Zotero 8.0.1 英文文献批量下载与自动化管理实战

Zotero 是一款免费开源的文献管理软件，支持 Windows、macOS 和 Linux 平台。它包含桌面端软件和浏览器插件，丰富的插件生态可以显著增强其功能。

官网：https://www.zotero.org/ GitHub：https://github.com/zotero/zotero

最新版本为 8.0.1。相比之前的版本，更新频率明显加快，大约每 1-3 个月就会发布一个大版本。

版本号	正式发布日期	核心更新内容
Zotero 8	2026 年 1 月	全新引文对话框、列表内查看注释、开启快速更新周期
Zotero 7	2024 年 8 月	界面全面现代化、原生支持苹果 M 系列芯片、新增 EPUB 阅读器
Zotero 6	2022 年 3 月	首创内置 PDF 阅读器、上线 iOS 移动端、引入划线提炼笔记功能

一、文献检索和导出

使用 Web of Science 等数据库检索文献后，导出时选择以下格式：

RIS 格式
Records from：单次最多导出 1000 条，若超过需分批（如 1-1000, 1001-2000）
Full Record：确保包含完整元数据

保存下来的 .ris 文件是纯文本格式的元数据集合，包含标题、作者、年份、DOI、期刊等信息。

二、文献批量下载原理

Zotero 主要通过以下几种合法或授权渠道获取全文：

1. 开放获取（Open Access）

这是 Zotero 最主要的合法下载方式。当导入条目或点击'查找全文'时，软件会利用 DOI 查询 Unpaywall 等数据库。如果论文有合法的开源副本（如机构存储库、预印本），它会直接下载。

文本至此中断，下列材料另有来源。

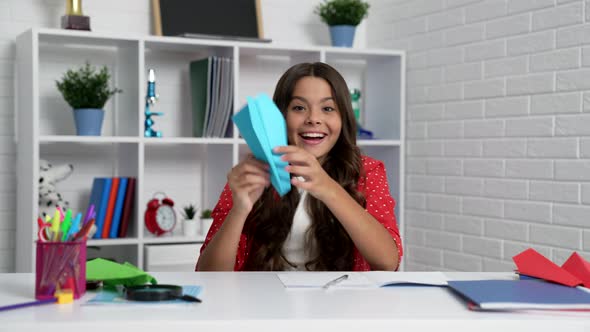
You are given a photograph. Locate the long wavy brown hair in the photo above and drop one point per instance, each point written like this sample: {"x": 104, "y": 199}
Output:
{"x": 269, "y": 223}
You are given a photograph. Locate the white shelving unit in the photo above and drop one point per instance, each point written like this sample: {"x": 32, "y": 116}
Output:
{"x": 187, "y": 169}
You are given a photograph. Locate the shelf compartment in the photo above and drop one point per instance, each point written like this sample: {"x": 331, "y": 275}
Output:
{"x": 57, "y": 54}
{"x": 171, "y": 62}
{"x": 196, "y": 176}
{"x": 378, "y": 75}
{"x": 261, "y": 68}
{"x": 91, "y": 160}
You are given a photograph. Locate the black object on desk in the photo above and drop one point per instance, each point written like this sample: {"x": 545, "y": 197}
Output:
{"x": 154, "y": 293}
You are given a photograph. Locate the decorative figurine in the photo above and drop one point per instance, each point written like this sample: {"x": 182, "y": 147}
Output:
{"x": 150, "y": 100}
{"x": 74, "y": 19}
{"x": 355, "y": 96}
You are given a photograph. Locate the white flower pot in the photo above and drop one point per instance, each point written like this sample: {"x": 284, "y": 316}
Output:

Unpaywall 由非营利组织 OurResearch 维护，索引了全球超过 50,000 个开放存取存储库。它只抓取作者按法律上传的副本或出版商官方开源的内容，完全合法且速度较快。

2. 机构权限下载

如果你所在的学校或机构购买了相关数据库，可以通过浏览器插件利用 IP 权限下载。

原理：Zotero Connector 会模仿你的浏览器操作，点击网页上的"Download PDF"按钮。
特点：准确率最高，能下载到解析完美的官方 PDF。
限制：仅限浏览器插件模式，且受限于机构对大批量下载的管控。

3. 图书馆数字资源

在 Zotero 设置中填入学校图书馆的 OpenURL 地址。当无法直接获取时，可跳转至图书馆搜索该条目。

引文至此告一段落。